Germany won the FIFA World Cup 2014, and crashed out of the tournament during the group stage in 2018, registering just one – hard-fought – victory in the tournament’s entirety. The team struggled with its misguided loyalty on players who had past their sell-by dates and stagnation culminating in a footballing formulae that became too rigid for their own fluidity.
It wasn’t the case with Minerva Punjab FC though as they cruised to the I-League title in one season and crumbled like pieces to the bottom of the poll (well, almost) the next. There wasn’t stagnation – new players and a coach had been welcomed in. Some players returned from loan deals and some left. Pretty basic club dealings.
What went wrong then? Three major issues.
The battles beyond the pitch
Minerva was in the midst of a storm that slowly but gradually encircled it and Indian football and the Super Cup, later, became the epicentre. Their tussle against the All India Football Federation cost them a little too much, and the club never really looked like the force that lifted the spoils last season.
Owner Ranjit Bajaj’s constant spats did not help. The controversy surrounding the away match against Real Kashmir just after the Pulwama attacks did not help either. Bajaj time and again made his stand loud and clear against the Indian Super League, a private tournament that looks set to become the Premier League of the country replacing the I-league. That earned him the ire of the Federation and didn’t make life easy.
He blamed the Federation, much later after his disappointing league sojourn had ended, for not getting a stadium for AFC commitments. That matter got resolved later, but left a sour taste in the Federation due to the blame game played by the club.
Former players William Opoku and Yu Kuboki accused the club for ill-treating them when they moved on, an allegation the club’s image group had to fight hard.
Paul Munster, from Northern Ireland, was a big-name entry to manage the side that had lifted the trophy and was set to take the side to the higher echelons of Asian competitions, but that idea did not last long. Minerva lost 4-0 to Iran’s Saipa FC in their AFC Champions League clash, and slid back to the AFC Cup group stage.
In the league and in Asia, the team has looked a shadow of its past.

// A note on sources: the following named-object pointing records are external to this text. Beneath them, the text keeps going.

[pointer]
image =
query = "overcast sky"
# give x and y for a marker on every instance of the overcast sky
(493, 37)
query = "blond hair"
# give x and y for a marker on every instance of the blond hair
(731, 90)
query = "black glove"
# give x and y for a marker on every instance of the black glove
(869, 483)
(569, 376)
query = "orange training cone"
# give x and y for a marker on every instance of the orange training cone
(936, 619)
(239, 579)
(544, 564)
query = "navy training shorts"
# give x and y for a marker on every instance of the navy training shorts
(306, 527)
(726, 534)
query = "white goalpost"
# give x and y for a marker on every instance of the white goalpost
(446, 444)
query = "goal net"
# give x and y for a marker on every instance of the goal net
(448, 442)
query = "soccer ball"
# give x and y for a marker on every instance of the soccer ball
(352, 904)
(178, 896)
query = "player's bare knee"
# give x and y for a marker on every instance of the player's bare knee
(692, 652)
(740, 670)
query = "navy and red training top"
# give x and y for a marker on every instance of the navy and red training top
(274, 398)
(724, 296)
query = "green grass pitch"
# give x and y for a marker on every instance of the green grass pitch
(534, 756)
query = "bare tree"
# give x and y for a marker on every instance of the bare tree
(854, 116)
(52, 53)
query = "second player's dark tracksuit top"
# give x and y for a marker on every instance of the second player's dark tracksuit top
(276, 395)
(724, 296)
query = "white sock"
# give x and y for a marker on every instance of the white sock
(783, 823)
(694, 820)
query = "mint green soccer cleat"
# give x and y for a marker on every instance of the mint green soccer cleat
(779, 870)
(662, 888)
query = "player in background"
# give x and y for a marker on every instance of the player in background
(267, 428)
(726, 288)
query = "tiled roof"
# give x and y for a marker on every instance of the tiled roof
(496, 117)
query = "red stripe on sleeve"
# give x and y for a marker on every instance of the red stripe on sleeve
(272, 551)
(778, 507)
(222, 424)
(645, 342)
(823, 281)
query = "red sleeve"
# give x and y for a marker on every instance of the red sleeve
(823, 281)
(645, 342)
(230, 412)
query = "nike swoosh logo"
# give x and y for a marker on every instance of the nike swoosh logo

With Chencho Gyeltshen first signing for Bengaluru FC and then moving on loan to NEROCA, the club lost its most influential attacker and failed to replace him adequately in the transfer market. The lack of quality foreigners further aggrieved their condition.
After Munster’s exodus, Sachin Badadhe got promoted, but did not have enough time or money to buy his way out of crisis, and the way teams were set up, it looked uninspired and lacking in ideas. Just four wins in 19 outings mirrors that.
Too much impetus and responsibility were given to unheralded and untested Indian players, and they expectedly fell short of delivering the goods day-in and day-out. The foreign core earned their fair share of credits when Minerva stormed to the title, but it wasn’t their when they needed it for retaining it. The loss of it, and the lack of replacements, hit the club hard.
The monetary condition, Bajaj time and again has reiterated, isn’t the best. Kouame Konan Zacharie’s red card against Gokulam Kerala early in the game broke Minerva’s rhythm. Such moments have been crucial, and while statistics cannot always back footballing logics, the transfers looked weak even on paper, let alone on the pitch.
The club may or may not shut shop, but doesn’t look too inspiring at the moment. The mood, probably affected by the all-inclusive I-league-ISL tussle led by their owner, is too diverted from the game. With the AFC encounters coming fast, it remains to be seen how the Warriors pull off miracles, like they did when they lifted the trophy.